La complexité de la mise au point de ce programme ne témoigne-t-elle pas de la fin d’un consensus général sur l’Europe en Belgique ?

Il reste un consensus général sur les qualités de l’Union européenne et sur ce qu’elle apporte à nos concitoyens, mais dès qu’on parle idéologie, les idéologues de droite et de gauche ressortent leurs thématiques privilégiées, sur la stratégie économique, sur l’immigration, sur les services. C’est même du fétichisme ! C’est la raison pour laquelle la rédaction du programme a pris du temps: il fallait trouver le mot qui permette le compromis ou les deux phrases qui s’équilibrent l’une l’autre. Rien que les dix pages du cadre stratégique du programme nous ont demandé cent heures de négociations !

N’y a-t-il pas un paradoxe pour un pays affaibli par des forces centrifuges à prendre la présidence d’une Union qui a pour devise “l’unité dans la diversité” ? Le message belge est-il crédible ?

Venir avec un programme malgré tout est un message de crédibilité. Je ne peux empêcher personne à l’étranger de pointer du doigt la Belgique qui veut diriger l’Europe pendant six mois alors qu’elle n’est pas capable de se diriger elle-même C’est impossible, si ce n’est en prouvant notre efficacité dès le 1er juillet. Notre programme, qui s’articule sur cinq grands axes prioritaires, contient surtout des objectifs précis, concrets et réalisables sur lesquels on nous évaluera le 31 décembre.

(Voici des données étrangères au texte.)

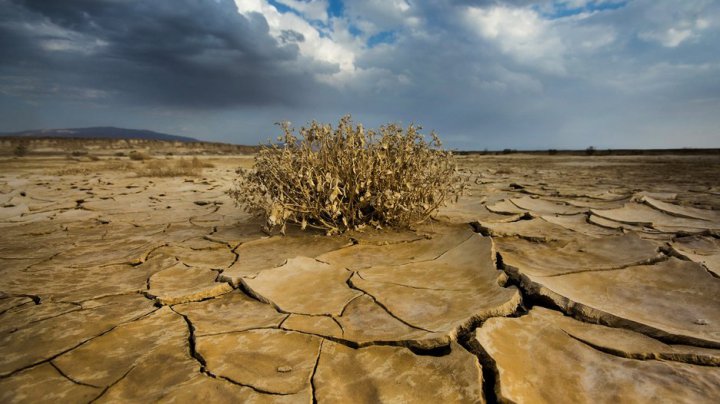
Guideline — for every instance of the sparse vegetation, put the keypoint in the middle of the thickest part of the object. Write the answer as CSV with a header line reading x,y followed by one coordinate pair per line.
x,y
20,150
72,171
172,168
138,156
348,177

Au-delà du programme, il y a le message que vous envoyez: Yves Leterme répète que la Belgique sera modeste et essaiera de faire fonctionner la machine institutionnelle. Comment sensibiliser le citoyen avec un degré d’enthousiasme proche de zéro ?

Vous ne m’entendrez critiquer ni le fond ni la forme d’Yves Leterme. Il a eu la bonne réaction au bon moment, en nous demandant à tous de tout faire pour que la préparation de la présidence se termine correctement et d’assumer jusqu’à la dernière minute. Chacun dans notre domaine, nous œuvrons avec dynamisme. Regardez ce qu’il y a sur la table ! Si l’on arrive à faire passer la moitié, ce sera déjà une grosse présidence. On n’est plus dans le glamour ni le bling-bling, on est dans l’action.

Vous préparez cette présidence depuis deux ans et demi et, alors que l’échéance arrive enfin, le gouvernement tombe. Qu’avez-vous ressenti ?

Rien, je fais de la politique et je sais exactement dans quelle pièce je joue. Je n’ai pas été déçu à titre personnel, mais pour tous ceux qui ont mouillé leur maillot pour la préparation de la présidence dans mon cabinet et l’administration, et qui se sont dit que le ciel nous tombait sur la tête.

La Belgique prend la présidence de l’Union au moment où un Belge, Herman Van Rompuy, préside le Conseil européen. Qui des deux tirera le plus profit de cette situation ?

C’est une chance pour lui et pour nous. Lui a eu six mois pour voir ce à quoi il voulait arriver et va pouvoir gommer avec nous les inconvénients de qu’il a vécu au cours de ce semestre. Et nous, nous avions déjà défini notre philosophie du rôle des uns et des autres quand il était encore Premier ministre. Il n’y a donc pas de raison de changer notre position d’un iota parce que c’est un Belge qui a accédé à la fonction.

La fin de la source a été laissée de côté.